For Ubuntu, install the appropriate NVIDIA driver version:

# Install NVIDIA driver (version 525 or later)
sudo apt install nvidia-driver-525 -y

# Reboot the system to load the driver
sudo reboot

After reboot, reconnect to your instance and verify the driver installation:

nvidia-smi

You should see output showing your GPU (NVIDIA L4 for g6 or T4 for g4dn instances).

4.2 Install CUDA Toolkit

# Install NVIDIA CUDA toolkit
sudo apt install nvidia-cuda-toolkit -y

4.3 Install FFmpeg

FFmpeg is required for audio processing:

sudo apt install ffmpeg -y

Verify installation:

ffmpeg -version

Step 5: Set Up Python Environment with Miniconda

Using Conda helps manage dependencies and avoid conflicts.

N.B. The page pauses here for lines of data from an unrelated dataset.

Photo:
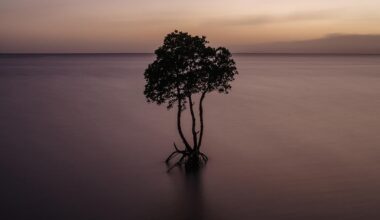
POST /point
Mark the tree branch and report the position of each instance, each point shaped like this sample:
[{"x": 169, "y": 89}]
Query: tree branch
[
  {"x": 179, "y": 126},
  {"x": 201, "y": 119},
  {"x": 193, "y": 123}
]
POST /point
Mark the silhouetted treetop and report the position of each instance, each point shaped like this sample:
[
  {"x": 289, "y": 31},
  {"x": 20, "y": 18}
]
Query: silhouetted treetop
[{"x": 186, "y": 65}]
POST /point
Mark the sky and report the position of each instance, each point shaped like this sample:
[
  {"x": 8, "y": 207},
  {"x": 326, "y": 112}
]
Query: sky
[{"x": 29, "y": 26}]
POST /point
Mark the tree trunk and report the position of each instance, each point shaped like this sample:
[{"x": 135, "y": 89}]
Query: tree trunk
[
  {"x": 179, "y": 113},
  {"x": 193, "y": 123},
  {"x": 201, "y": 120}
]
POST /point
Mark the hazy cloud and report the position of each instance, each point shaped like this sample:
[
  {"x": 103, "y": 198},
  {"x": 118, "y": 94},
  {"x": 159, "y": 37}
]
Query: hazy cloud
[
  {"x": 262, "y": 19},
  {"x": 332, "y": 43}
]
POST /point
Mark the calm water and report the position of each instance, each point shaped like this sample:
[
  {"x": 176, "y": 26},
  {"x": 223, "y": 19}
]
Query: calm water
[{"x": 297, "y": 138}]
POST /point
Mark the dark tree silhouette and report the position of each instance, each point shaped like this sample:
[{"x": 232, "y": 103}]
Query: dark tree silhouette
[{"x": 186, "y": 68}]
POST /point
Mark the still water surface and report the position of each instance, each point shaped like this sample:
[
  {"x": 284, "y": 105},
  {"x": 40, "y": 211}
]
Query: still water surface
[{"x": 297, "y": 138}]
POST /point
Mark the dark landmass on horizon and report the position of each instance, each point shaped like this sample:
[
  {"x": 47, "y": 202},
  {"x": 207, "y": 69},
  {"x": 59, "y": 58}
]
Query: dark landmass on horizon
[{"x": 333, "y": 44}]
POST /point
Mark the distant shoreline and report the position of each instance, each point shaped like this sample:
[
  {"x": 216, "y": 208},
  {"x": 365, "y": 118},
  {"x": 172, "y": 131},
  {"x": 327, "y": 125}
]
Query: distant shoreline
[{"x": 150, "y": 54}]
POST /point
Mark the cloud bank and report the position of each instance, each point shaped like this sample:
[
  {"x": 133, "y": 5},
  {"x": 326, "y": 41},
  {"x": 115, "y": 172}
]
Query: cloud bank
[{"x": 330, "y": 44}]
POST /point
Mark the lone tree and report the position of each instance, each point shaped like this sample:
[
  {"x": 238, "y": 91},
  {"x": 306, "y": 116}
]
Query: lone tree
[{"x": 186, "y": 68}]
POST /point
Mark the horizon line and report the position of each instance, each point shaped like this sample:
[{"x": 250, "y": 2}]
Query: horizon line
[{"x": 152, "y": 53}]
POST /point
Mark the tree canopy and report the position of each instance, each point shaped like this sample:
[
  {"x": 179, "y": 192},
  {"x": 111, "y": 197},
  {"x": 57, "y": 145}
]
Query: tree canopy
[{"x": 186, "y": 65}]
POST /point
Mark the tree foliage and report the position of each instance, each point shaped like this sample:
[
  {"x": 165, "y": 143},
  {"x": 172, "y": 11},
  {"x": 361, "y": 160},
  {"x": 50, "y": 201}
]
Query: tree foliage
[{"x": 186, "y": 65}]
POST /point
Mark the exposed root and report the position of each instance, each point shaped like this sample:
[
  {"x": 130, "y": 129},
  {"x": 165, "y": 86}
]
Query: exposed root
[{"x": 191, "y": 160}]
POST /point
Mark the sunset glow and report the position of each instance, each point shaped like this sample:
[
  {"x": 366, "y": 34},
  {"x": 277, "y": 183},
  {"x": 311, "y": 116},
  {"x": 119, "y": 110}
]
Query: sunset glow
[{"x": 139, "y": 26}]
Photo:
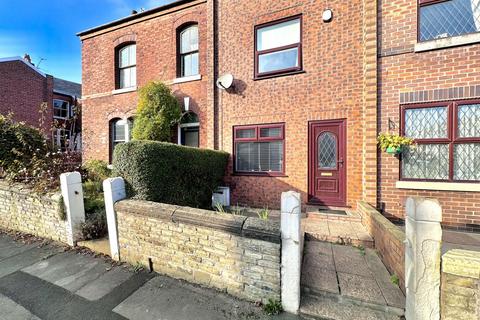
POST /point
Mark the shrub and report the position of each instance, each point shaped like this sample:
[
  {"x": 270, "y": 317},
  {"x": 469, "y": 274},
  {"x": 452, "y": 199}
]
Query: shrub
[
  {"x": 96, "y": 170},
  {"x": 22, "y": 149},
  {"x": 95, "y": 225},
  {"x": 157, "y": 111},
  {"x": 169, "y": 173}
]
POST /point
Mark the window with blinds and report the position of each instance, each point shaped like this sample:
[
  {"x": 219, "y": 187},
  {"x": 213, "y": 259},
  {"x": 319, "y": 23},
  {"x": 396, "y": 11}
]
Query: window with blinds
[{"x": 259, "y": 149}]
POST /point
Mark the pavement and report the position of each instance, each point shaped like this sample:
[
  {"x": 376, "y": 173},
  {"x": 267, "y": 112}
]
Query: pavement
[
  {"x": 41, "y": 280},
  {"x": 345, "y": 282}
]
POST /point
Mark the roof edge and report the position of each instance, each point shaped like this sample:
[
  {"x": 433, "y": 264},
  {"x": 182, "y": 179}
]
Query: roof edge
[
  {"x": 133, "y": 17},
  {"x": 18, "y": 58}
]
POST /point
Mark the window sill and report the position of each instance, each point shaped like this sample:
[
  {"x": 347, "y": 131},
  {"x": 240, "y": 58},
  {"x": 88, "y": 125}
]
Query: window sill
[
  {"x": 447, "y": 42},
  {"x": 254, "y": 174},
  {"x": 124, "y": 90},
  {"x": 188, "y": 79},
  {"x": 289, "y": 73},
  {"x": 439, "y": 186}
]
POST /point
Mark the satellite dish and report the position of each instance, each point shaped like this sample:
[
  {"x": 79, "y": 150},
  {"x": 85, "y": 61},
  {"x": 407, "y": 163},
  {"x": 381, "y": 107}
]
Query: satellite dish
[{"x": 224, "y": 82}]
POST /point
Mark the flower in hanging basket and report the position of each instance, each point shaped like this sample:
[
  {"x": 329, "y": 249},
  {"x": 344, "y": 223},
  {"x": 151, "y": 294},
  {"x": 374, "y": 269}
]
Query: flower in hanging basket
[{"x": 393, "y": 143}]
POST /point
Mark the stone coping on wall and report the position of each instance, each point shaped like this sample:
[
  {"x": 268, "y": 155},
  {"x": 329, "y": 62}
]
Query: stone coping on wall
[
  {"x": 248, "y": 227},
  {"x": 23, "y": 189},
  {"x": 462, "y": 263}
]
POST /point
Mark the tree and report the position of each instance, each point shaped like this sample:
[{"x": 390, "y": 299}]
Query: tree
[{"x": 157, "y": 111}]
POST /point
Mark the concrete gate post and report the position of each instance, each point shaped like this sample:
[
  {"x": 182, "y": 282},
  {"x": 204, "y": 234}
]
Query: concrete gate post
[
  {"x": 292, "y": 250},
  {"x": 422, "y": 259},
  {"x": 72, "y": 193},
  {"x": 113, "y": 190}
]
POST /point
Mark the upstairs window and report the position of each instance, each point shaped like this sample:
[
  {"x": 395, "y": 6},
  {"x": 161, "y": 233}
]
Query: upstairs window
[
  {"x": 448, "y": 142},
  {"x": 447, "y": 18},
  {"x": 127, "y": 66},
  {"x": 61, "y": 109},
  {"x": 278, "y": 47},
  {"x": 188, "y": 51},
  {"x": 259, "y": 149}
]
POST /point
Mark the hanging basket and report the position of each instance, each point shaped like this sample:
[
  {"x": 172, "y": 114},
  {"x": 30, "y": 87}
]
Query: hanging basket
[{"x": 393, "y": 150}]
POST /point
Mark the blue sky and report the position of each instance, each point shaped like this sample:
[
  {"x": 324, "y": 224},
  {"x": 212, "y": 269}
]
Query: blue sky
[{"x": 46, "y": 29}]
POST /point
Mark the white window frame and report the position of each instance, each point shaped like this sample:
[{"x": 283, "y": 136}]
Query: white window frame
[
  {"x": 68, "y": 109},
  {"x": 185, "y": 125}
]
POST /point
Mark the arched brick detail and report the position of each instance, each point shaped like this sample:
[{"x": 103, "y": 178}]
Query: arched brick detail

5.1 Download and Install Miniconda

# Download Miniconda installer
wget https://repo.anaconda.com/miniconda/Miniconda3-latest-Linux-x86_64.sh

# Run the installer
bash Miniconda3-latest-Linux-x86_64.sh

Follow the prompts:

Press ENTER to review the license
Type yes to accept
Press ENTER to confirm the installation location
Type yes when asked to initialize Miniconda3

5.2 Initialize Conda

# Initialize conda for bash
/home/ubuntu/miniconda3/bin/conda init

# Reload your shell configuration
source ~/.bashrc

5.3 Accept Conda Terms of Service

# Accept TOS for main channel
conda config --set channel_priority strict
conda config --add channels conda-forge

Step 6: Create and Configure Conda Environment

6.1 Create New Environment

# Create conda environment with Python 3.11
conda create -n parakeet_env python=3.11 -y

# Activate the environment
conda activate parakeet_env

6.2 Install GCC Libraries (Important)

Some dependencies require updated GCC libraries:

# Install GCC libraries via conda
conda install -c conda-forge libgcc-ng libstdcxx-ng -y

Step 7: Install PyTorch and NeMo Toolkit

7.1 Install PyTorch

# Install PyTorch with CUDA support
pip install torch torchvision torchaudio --index-url https://download.pytorch.org/whl/cu118

7.2 Install Core Dependencies

# Install numpy and other core dependencies
pip install numpy packaging Cython

7.3 Install NeMo Toolkit with ASR Support

# Install NeMo toolkit with ASR (Automatic Speech Recognition) support
pip install nemo_toolkit['asr']

This installation includes:

NeMo core framework
ASR-specific modules
FastConformer and TDT decoder components
All necessary dependencies for Parakeet models

Step 8: Verify Installation

8.1 Check GPU Access

Create a test script to verify PyTorch can access the GPU:

python3 << EOF
import torch
print(f"PyTorch version: {torch.__version__}")
print(f"CUDA available: {torch.cuda.is_available()}")
print(f"CUDA version: {torch.version.cuda}")
if torch.cuda.is_available():
    print(f"GPU device: {torch.cuda.get_device_name(0)}")
    print(f"GPU memory: {torch.cuda.get_device_properties(0).total_memory / 1024**3:.2f} GB")
EOF

Expected output:

PyTorch version: 2.x.x
CUDA available: True
CUDA version: 11.8
GPU device: NVIDIA L4 (or NVIDIA T4)
GPU memory: 22.35 GB (or 16.00 GB)

8.2 Verify NeMo Installation

python3 << EOF
import nemo
import nemo.collections.asr as nemo_asr
print(f"NeMo version: {nemo.__version__}")
print("NeMo ASR module loaded successfully!")
EOF

Step 9: Load and Test Parakeet TDT 0.6B v3

9.1 Create Inference Script

Create a file called parakeet_inference.py:

import nemo.collections.asr as nemo_asr
import torch

# Check GPU availability
print(f"CUDA available: {torch.cuda.is_available()}")
if torch.cuda.is_available():
    print(f"Using GPU: {torch.cuda.get_device_name(0)}")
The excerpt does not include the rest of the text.